TORONTO – Microsoft’s How-Old.net tool, which guesses the user’s age based on a photo of their face, became an overnight sensation last week. But upon closer inspection of the website’s Terms of Service, some users raised concerns about whether their photos were being saved by the software giant.
Some users noticed that the Terms of Service for How-Old.net was worded differently than the disclaimer on the home page of the website, which reads “P.S. We don’t keep the photo.”
Following a statement that reads, “Microsoft does not claim ownership of any materials you provide,” the fine print reads:
“By posting, uploading, inputting, providing, or submitting your Submission, you are granting Microsoft, its affiliated companies, and necessary sublicensees permission to use your Submission in connection with the operation of their Internet businesses (including, without limitation, all Microsoft services), including, without limitation, the license rights to: copy, distribute, transmit, publicly display, publicly perform, reproduce, edit, translate, and reformat your Submission; to publish your name in connection with your Submission; and to sublicense such rights to any supplier of the Website Services.”
Some users thought that meant that by uploading a selfie to How-Old.net, they were granting Microsoft permission to use their photos on its website and in ads.
But Microsoft denied that How-Old.net stores users’ photos.
“No we don’t store photos, we don’t share them and we only use them to guess your age and gender.

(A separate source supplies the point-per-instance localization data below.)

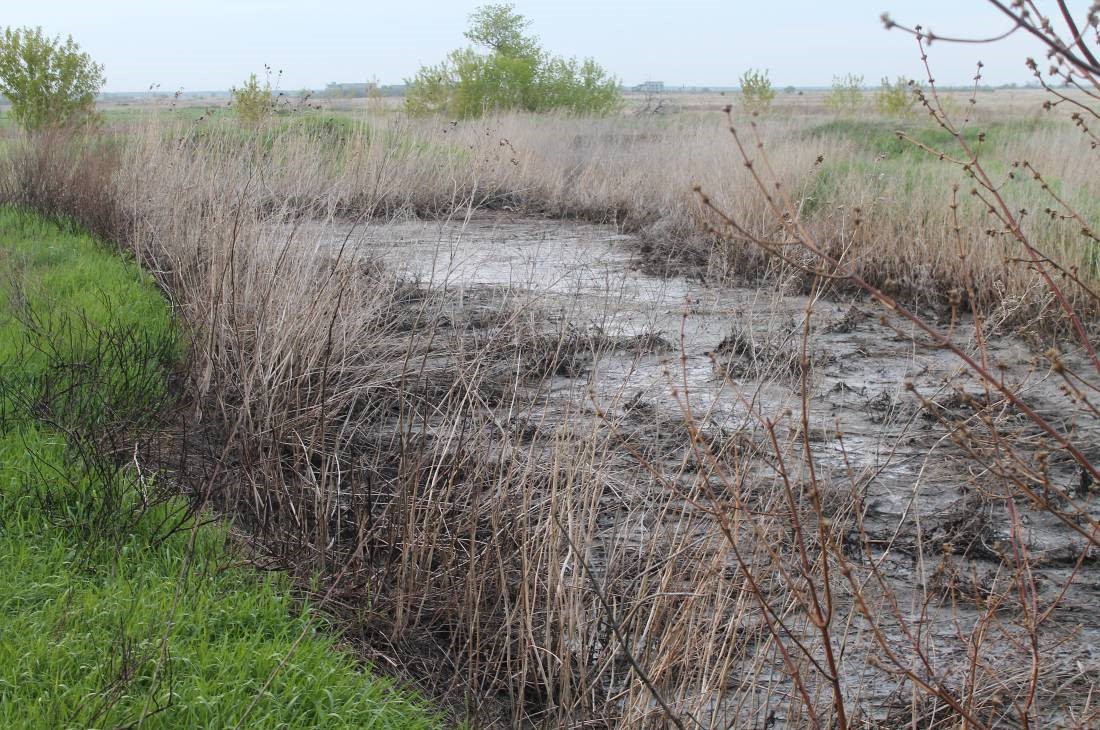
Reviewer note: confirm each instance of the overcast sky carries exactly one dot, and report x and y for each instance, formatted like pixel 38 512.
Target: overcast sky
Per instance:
pixel 213 44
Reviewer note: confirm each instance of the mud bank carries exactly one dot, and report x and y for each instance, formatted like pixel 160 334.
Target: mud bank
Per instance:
pixel 662 365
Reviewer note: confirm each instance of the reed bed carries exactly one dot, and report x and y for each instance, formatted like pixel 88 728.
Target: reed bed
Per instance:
pixel 586 567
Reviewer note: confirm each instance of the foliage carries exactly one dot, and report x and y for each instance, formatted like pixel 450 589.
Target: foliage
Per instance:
pixel 48 81
pixel 846 95
pixel 154 628
pixel 514 73
pixel 895 99
pixel 253 102
pixel 757 93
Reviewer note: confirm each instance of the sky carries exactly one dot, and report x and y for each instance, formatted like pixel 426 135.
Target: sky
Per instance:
pixel 213 44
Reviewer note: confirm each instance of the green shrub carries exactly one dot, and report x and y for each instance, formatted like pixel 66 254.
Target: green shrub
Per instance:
pixel 757 93
pixel 846 95
pixel 895 99
pixel 515 73
pixel 48 83
pixel 253 102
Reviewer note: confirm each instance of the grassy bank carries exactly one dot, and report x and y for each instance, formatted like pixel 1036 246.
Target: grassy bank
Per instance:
pixel 117 607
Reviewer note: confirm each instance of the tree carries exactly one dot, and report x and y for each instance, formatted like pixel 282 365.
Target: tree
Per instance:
pixel 757 93
pixel 253 102
pixel 846 95
pixel 48 81
pixel 897 99
pixel 512 73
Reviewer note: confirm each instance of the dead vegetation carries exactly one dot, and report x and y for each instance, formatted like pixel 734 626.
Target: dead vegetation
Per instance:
pixel 620 559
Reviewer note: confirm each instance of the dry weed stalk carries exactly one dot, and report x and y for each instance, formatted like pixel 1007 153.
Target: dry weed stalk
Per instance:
pixel 1007 439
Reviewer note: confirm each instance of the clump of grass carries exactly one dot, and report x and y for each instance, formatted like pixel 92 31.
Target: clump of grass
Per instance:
pixel 121 605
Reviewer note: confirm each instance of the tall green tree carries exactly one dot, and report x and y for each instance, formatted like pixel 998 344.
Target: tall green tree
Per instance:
pixel 508 69
pixel 48 81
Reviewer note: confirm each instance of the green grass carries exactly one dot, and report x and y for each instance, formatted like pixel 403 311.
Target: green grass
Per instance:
pixel 106 632
pixel 880 136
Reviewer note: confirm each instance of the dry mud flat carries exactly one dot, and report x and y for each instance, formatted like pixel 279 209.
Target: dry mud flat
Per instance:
pixel 639 356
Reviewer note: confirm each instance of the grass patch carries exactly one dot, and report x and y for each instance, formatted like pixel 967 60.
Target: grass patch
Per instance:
pixel 146 627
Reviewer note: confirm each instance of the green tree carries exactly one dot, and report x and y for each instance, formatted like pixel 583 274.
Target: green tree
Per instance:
pixel 48 81
pixel 757 93
pixel 253 102
pixel 846 95
pixel 895 99
pixel 510 70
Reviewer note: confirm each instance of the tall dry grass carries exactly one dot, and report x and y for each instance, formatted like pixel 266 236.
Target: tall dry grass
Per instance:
pixel 608 573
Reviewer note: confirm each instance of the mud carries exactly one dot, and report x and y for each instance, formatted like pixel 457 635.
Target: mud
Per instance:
pixel 646 351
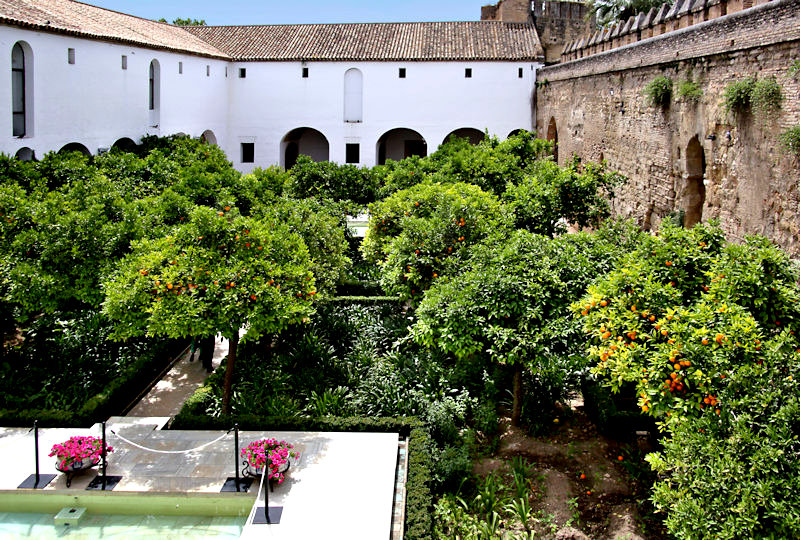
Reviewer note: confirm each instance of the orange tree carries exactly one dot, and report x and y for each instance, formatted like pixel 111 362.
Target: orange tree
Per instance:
pixel 708 333
pixel 512 304
pixel 218 272
pixel 420 234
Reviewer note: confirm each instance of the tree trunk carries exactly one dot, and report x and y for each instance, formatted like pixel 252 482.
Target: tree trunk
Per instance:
pixel 516 408
pixel 229 366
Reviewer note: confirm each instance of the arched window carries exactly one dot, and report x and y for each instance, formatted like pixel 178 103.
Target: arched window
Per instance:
pixel 20 91
pixel 154 92
pixel 353 95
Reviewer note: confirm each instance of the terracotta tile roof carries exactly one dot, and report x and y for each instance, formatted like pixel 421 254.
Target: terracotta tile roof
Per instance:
pixel 75 18
pixel 475 40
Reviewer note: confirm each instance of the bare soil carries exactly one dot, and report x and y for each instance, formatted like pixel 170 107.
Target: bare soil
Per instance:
pixel 583 489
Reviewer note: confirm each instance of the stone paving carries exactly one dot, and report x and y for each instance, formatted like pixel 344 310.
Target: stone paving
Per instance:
pixel 168 395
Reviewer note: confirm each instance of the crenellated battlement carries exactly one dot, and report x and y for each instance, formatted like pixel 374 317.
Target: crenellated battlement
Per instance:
pixel 657 21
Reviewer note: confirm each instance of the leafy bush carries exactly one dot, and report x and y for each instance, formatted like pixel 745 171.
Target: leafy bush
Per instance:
pixel 689 91
pixel 659 91
pixel 790 140
pixel 766 96
pixel 738 95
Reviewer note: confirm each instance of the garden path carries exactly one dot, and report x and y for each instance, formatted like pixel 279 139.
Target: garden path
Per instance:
pixel 166 398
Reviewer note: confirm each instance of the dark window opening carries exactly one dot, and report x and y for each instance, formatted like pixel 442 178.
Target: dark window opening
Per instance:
pixel 248 152
pixel 18 90
pixel 352 153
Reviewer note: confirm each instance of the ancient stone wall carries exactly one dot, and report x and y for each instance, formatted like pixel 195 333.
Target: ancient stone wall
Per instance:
pixel 691 156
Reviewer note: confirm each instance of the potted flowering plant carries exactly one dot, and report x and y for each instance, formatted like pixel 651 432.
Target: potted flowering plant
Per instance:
pixel 78 453
pixel 280 454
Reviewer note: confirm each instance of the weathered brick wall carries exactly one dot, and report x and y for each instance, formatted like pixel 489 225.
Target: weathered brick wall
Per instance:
pixel 751 184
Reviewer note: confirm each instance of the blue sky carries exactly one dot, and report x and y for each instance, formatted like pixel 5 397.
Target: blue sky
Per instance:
pixel 219 12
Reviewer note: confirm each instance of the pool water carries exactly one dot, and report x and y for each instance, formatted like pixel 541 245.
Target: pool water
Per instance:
pixel 92 526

The photos are discarded from memory once we guess,” read a statement posted to the How-Old.net website.
“While we use the terms of service very common in our industry, and similar to most other online services, we have chosen not to store or use the photos in any way other than to temporarily process them to guess your age.”
So rest assured that any embarrassing selfies you upload to the site in the hopes to trick it into looking younger – or older – will not be held in Microsoft’s database.